To the north a lovely plain that rises a few miles away into a long low ridge which forms the sharp and clear horizon. To the south and east a narrow valley that is little more than a deep ravine, the sides of the precipitous hills covered with forest to the brink of the stream, which twists and turns at sharp angles like a wounded snake, shining as burnished silver when one catches glimpses of it through the trees, and playing an important part in a landscape which at brief distance seems as wild and as unconscious of the presence of man as if it were a part of the wilderness of Oregon rather than the adjunct of a busy town which feels continually the stir and impulse of the huge city only a dozen miles away.

He who descends from the top of the village hill will pass pretty mansions set apart from their neighbors in leafy and flowery solitudes wherein the most unsocial hermit might find elbow-room enough; he will see little cottages which stand nearer to the roadside, as if they shunned isolation and wished to share in the life that often fills the highway in front of them.
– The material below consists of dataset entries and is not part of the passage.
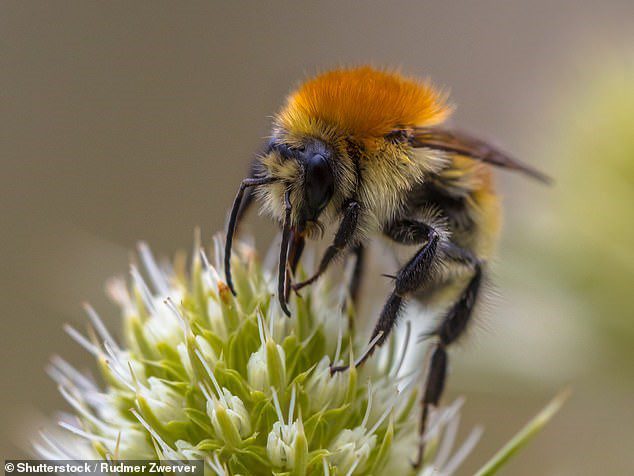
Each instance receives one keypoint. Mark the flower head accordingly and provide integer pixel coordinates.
(201, 374)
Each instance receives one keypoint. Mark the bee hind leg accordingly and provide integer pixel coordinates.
(451, 327)
(412, 276)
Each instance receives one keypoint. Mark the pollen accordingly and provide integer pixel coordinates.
(364, 102)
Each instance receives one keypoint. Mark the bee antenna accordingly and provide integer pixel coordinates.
(233, 222)
(283, 274)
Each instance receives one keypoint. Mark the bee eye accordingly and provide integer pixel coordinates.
(319, 184)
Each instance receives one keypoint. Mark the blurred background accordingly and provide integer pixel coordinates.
(123, 121)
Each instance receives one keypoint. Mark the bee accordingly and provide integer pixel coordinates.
(368, 149)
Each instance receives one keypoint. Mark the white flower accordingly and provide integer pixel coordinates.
(201, 374)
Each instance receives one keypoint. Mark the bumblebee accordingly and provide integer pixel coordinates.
(367, 148)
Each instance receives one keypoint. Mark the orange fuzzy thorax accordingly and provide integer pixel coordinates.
(364, 103)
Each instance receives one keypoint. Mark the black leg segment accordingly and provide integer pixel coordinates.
(411, 277)
(448, 331)
(344, 235)
(237, 211)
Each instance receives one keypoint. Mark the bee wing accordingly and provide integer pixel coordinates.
(463, 144)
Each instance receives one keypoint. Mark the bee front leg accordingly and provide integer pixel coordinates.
(344, 235)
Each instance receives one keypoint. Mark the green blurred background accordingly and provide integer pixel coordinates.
(123, 121)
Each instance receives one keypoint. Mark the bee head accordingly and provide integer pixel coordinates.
(310, 172)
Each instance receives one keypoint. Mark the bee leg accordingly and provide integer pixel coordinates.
(355, 282)
(413, 275)
(448, 331)
(296, 249)
(344, 235)
(237, 212)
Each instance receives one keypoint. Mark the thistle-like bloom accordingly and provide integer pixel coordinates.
(201, 374)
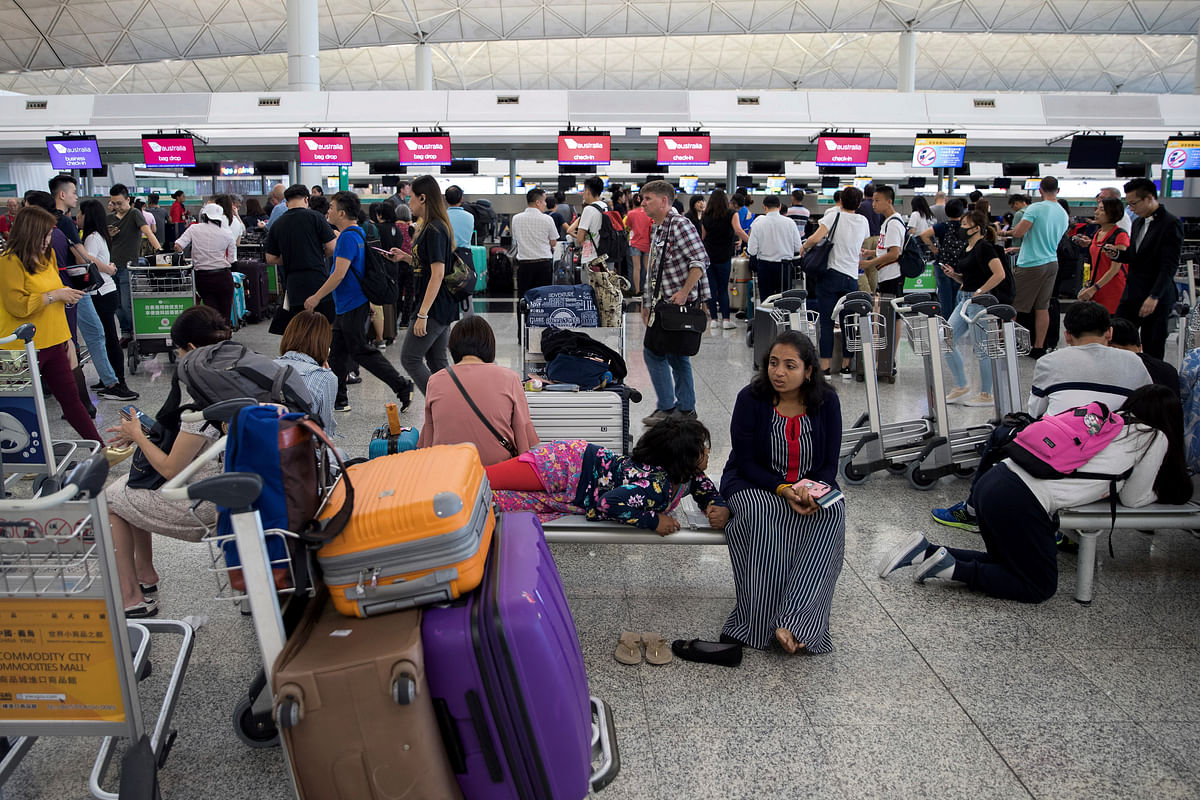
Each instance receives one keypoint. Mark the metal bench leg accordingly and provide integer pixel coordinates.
(1085, 565)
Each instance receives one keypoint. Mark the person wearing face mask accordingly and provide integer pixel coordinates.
(979, 270)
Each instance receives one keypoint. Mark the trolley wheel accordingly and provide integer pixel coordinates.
(918, 479)
(851, 474)
(288, 714)
(251, 732)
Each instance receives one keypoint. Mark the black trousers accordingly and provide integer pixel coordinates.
(349, 346)
(1021, 561)
(532, 275)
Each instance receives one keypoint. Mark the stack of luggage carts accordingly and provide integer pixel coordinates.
(436, 655)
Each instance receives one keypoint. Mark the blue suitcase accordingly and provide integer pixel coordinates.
(239, 300)
(393, 438)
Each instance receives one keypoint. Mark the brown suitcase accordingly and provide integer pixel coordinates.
(354, 709)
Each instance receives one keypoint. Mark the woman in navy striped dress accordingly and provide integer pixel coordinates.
(786, 551)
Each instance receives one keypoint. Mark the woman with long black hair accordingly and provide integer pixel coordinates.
(1018, 512)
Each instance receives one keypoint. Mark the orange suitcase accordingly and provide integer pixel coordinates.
(419, 531)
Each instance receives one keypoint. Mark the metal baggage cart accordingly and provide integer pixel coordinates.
(27, 446)
(160, 294)
(79, 659)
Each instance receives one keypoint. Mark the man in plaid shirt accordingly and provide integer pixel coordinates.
(677, 246)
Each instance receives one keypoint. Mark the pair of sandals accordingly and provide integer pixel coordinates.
(630, 649)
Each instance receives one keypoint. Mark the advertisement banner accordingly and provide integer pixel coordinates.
(424, 150)
(684, 149)
(843, 151)
(168, 151)
(575, 148)
(324, 150)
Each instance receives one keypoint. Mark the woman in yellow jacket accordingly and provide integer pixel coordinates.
(31, 292)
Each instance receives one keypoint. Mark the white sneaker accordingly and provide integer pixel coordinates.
(957, 395)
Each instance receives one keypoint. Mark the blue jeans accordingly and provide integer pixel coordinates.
(91, 331)
(961, 334)
(831, 287)
(125, 307)
(671, 376)
(719, 289)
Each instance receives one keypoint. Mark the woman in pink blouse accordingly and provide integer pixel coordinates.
(495, 390)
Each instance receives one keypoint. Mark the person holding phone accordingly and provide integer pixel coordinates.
(786, 551)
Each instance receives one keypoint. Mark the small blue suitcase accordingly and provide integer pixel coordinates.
(393, 438)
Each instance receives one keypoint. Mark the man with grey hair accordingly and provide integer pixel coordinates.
(676, 272)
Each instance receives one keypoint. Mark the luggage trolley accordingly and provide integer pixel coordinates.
(61, 602)
(871, 444)
(25, 443)
(949, 450)
(160, 294)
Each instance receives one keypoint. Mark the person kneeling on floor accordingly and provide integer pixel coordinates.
(1018, 512)
(569, 476)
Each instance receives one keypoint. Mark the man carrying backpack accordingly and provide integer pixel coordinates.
(352, 307)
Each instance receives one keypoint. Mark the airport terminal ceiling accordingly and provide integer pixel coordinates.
(97, 47)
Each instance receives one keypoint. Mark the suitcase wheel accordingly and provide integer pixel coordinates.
(403, 689)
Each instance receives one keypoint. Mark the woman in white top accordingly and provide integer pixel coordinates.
(849, 230)
(211, 250)
(1018, 512)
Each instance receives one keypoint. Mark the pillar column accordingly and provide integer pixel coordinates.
(907, 72)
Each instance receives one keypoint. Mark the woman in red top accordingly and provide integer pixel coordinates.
(639, 226)
(1108, 276)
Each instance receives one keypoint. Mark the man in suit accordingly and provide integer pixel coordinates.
(1152, 256)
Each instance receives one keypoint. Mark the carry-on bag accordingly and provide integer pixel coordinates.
(354, 709)
(505, 662)
(393, 438)
(418, 535)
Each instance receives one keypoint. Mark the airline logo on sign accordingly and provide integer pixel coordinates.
(683, 149)
(168, 152)
(585, 149)
(319, 151)
(418, 150)
(843, 151)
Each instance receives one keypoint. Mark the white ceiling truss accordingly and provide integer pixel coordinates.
(136, 46)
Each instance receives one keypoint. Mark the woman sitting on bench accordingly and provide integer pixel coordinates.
(1018, 512)
(569, 476)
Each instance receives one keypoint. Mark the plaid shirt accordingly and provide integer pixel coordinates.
(684, 251)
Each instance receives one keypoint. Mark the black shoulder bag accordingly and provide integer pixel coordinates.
(673, 330)
(504, 443)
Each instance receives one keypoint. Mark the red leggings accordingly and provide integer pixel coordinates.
(55, 367)
(514, 475)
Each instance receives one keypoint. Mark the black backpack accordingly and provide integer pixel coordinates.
(378, 283)
(610, 242)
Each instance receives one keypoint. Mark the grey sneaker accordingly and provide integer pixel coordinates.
(904, 554)
(658, 416)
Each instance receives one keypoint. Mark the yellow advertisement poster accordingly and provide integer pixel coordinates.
(58, 662)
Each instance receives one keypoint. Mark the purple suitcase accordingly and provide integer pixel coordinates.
(508, 680)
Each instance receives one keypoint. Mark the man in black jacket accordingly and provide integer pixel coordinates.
(1152, 256)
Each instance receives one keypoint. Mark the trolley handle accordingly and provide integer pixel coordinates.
(24, 332)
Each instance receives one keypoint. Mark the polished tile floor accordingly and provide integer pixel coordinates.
(931, 692)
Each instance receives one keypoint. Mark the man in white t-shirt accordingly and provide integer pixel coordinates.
(891, 242)
(534, 234)
(586, 228)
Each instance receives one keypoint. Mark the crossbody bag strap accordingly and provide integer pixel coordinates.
(504, 443)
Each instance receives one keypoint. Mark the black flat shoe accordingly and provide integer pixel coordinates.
(708, 653)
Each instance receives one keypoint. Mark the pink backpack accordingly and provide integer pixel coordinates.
(1056, 446)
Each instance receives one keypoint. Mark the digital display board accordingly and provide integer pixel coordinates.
(160, 150)
(937, 152)
(690, 148)
(73, 152)
(325, 150)
(844, 150)
(579, 148)
(424, 149)
(1182, 154)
Farther down the houses become more companionable; they cling together in groups with the barest possibility of retaining their individuality, until at last the thoroughfare becomes a street wherein small shops do their traffic in quite a spirited sort of a way.

Clear down at the foot of the hill, by the brink of the sweet and placid river, there are iron mills and factories and furnaces, whose chimneys in the daytime pour out huge columns of black smoke, and from which long tongues of crimson and bluish flame leap forth at night against the pitchy darkness of the sky. Here, as one whirls by in the train after nightfall, he may catch hurried glimpses of swarthy men, stripped to the waist, stirring the molten iron with their long levers or standing amid showers of sparks as the brilliant metal slips to and fro among the rollers that mould it into the forms of commerce. If upon a summer evening one shall rest amid the sweet air and the rustling trees upon the hill-top, he may hear coming up from this dusky, grimy blackness of the mills and the railway the soughing of the blowers of the blast-furnaces, the sharp crack of the exploding gases in the white-hot iron, the shriek of the locomotive whistle and all night long the roar and rattle of the passing trains, but so mellowed by the distance that the harsh sounds seem almost musical—almost as pleasant and as easily endured as the voices of nature. And in the early morning a look from the chamber window perhaps may show a locomotive whirling down the valley around the sharp curves with its white streamer flung out upon the green hillside, and seeming like a snowy ribbon cut from the huge mass of vapor which lies low upon the surface of the stream.

The name of this town among the hills is—well, it has a very charming Indian name, to reveal which might be to point with too much distinctness to the worthy people who in some sort figure in the following pages. It shall be called Millburg in those pages, and its inhabitants shall tell their stories and play their parts under the cover of that unsuggestive title; so that the curious reader of little faith shall have difficulty if he resolves to discover the whereabouts of the village and to inquire respecting the author's claim to credibility as a historian.